Panipenem/betamipron (CS-976, PAPM/BP), a new carbapenem antibiotic, was administered a single dose of 500mg or 750mg via intravenous drip infusion twice a day for teatment of chronic respiratory infection to study its clinical efficacy, bacteriological efficacy and safety. Twenty nine cases were studied for the efficacy evaluation. Only the safety evaluation was made in 6 cases which were judged to be unsuitable, because in some of them pneumonia and other diseases were not specified as the subject diseases, of serious illness in some the conditions were too serious, and in the other cases the duration of administration was insufficient since administration had to be discontinued due to side-effects. The duration of administration was 6 to 18 days with 1g divided into 2 doses daily or 4 to 15 days with 1.5g in 2 divided doses daily.

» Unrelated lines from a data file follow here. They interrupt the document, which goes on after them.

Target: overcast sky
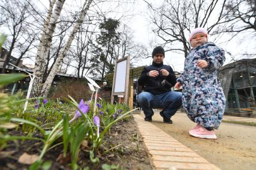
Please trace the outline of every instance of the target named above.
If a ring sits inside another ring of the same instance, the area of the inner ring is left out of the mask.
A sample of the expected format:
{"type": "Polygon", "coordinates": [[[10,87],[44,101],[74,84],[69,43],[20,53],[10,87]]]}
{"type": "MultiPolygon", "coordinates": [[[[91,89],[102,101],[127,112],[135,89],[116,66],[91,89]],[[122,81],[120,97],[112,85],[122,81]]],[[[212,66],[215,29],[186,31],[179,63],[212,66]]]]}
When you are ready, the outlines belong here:
{"type": "MultiPolygon", "coordinates": [[[[37,3],[39,7],[45,10],[48,7],[47,1],[46,0],[36,0],[36,1],[35,1],[35,3],[37,3]],[[42,5],[42,4],[44,5],[42,5]]],[[[123,23],[128,25],[133,31],[134,41],[143,43],[147,47],[148,51],[151,53],[154,47],[149,46],[149,42],[152,41],[154,45],[157,45],[161,43],[161,41],[151,31],[151,28],[149,22],[149,16],[147,13],[148,8],[146,3],[143,0],[136,0],[134,4],[125,4],[116,8],[116,2],[117,1],[107,1],[106,2],[105,2],[102,5],[107,9],[112,9],[114,12],[111,14],[111,16],[114,18],[116,17],[116,19],[119,19],[122,11],[126,11],[126,14],[130,14],[131,15],[129,15],[128,17],[125,17],[124,20],[122,20],[123,23]]],[[[152,3],[153,5],[160,5],[164,1],[148,0],[148,1],[152,3]]],[[[69,8],[74,8],[77,6],[81,6],[84,0],[66,0],[65,5],[69,7],[69,8]]],[[[102,8],[102,6],[99,7],[102,8]]],[[[231,41],[226,43],[223,42],[226,41],[229,37],[229,35],[224,35],[222,37],[218,39],[217,41],[214,41],[214,43],[222,47],[226,52],[231,53],[233,57],[235,59],[241,59],[241,54],[242,53],[256,54],[255,47],[256,47],[255,38],[251,38],[251,34],[243,34],[243,35],[236,37],[231,41]]],[[[189,35],[187,35],[187,37],[189,37],[189,35]]],[[[210,36],[209,39],[211,40],[210,36]]],[[[231,59],[231,56],[226,52],[226,59],[225,64],[229,63],[231,59]]],[[[184,61],[184,56],[168,52],[166,53],[164,63],[170,65],[174,68],[175,71],[180,71],[183,70],[184,61]]],[[[151,62],[152,58],[143,59],[139,61],[139,63],[142,65],[149,65],[151,62]]]]}

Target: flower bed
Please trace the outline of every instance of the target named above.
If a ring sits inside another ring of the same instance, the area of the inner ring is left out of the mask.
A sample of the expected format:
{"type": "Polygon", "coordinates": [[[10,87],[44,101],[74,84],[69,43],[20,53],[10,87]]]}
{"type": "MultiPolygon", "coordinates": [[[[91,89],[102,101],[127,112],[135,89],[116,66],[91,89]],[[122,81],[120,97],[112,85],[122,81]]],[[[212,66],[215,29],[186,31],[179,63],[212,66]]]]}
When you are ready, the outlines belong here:
{"type": "Polygon", "coordinates": [[[124,105],[0,94],[1,169],[151,169],[124,105]]]}

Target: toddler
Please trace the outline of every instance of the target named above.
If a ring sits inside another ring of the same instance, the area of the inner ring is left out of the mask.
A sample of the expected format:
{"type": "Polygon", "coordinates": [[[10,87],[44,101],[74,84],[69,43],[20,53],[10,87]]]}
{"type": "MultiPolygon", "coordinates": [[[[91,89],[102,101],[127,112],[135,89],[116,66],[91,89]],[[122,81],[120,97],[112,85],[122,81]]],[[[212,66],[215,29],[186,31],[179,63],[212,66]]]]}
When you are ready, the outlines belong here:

When clinical efficacies were classified according to different diseases, this preparation was effective in 11 cases and slightly effective in 1 case of 12 cases of chronic bronchitis with an efficacy rate of 91.7%. It was effective in 10 cases, slightly effective in 1 case and ineffective in 1 case of 12 cases of bronchiectasis with an efficacy rate of 83.3%. It was slightly effective in 2 and ineffective in 1 out of 3 cases of diffuse panbronchiolitis, and was effective in 2 cases of pulmonary emphysema with infections. PAPM/BP was given at a dose level of 1g in 2 divided doses daily to 17 cases and that of 1.5 g in 2 divided doses daily to 10 cases. For the remaining 2 cases, changes in the dose level were made in middle course of treatment. The efficacy rate in the 1g regimen was 76.5% and that with the 1.5g regimen was 90%. The overall results in the 29 cases included 23 effective, 4 slightly effective and 2 ineffective cases, thus the overall efficacy rate was 79.3%. As pathogens, 11 species including 24 strains were isolated and identified from 19 cases. They were Gram-positive cocci including 2 strains each of Staphylococcus aureus and Streptococcus pneumoniae, 1 strain each of Staphylococcus epidermidis, Streptococcus sanguis, and Streptococcus viridans and a strain of Streptococcus spp., and Gram-negative rods including 9 strains of Psudomonas aeruginosa, 4 strains of Haemophilus influenzae and 1 strain each of Klebsiella pneumoniae, Enterobacter cloacae and Pseudomonas spp. Bacteriological efficacies against these 24 strains of pathogens were: disappearance, 8; decreased, 2; substituted, 8; unchanged, 3; and unassessed, 3 strains, hence the eradication rate was 76.2% (16/21). Three of the unchanged strains and the 2 decreased strains were P. aeruginosa. Side effects were noted in 2 cases in which the dose level was 1g daily administered in 2 divided doses. They included 1 cases each of rash and palpitation/sleeplessness/ itching. All these symptoms were mild and disappeared rapidly upon discontinuance of the regimen. Abnormal laboratory test results were observed in 8 cases including 2 cases of elevation of LDH, 1 case of eosinophilia, 1 case of increased basophilic leukocytes and 1 case each of elevation of GOT, bilirubin, BUN and NAG. They were all mild and transient, and posed no clinical problems at all.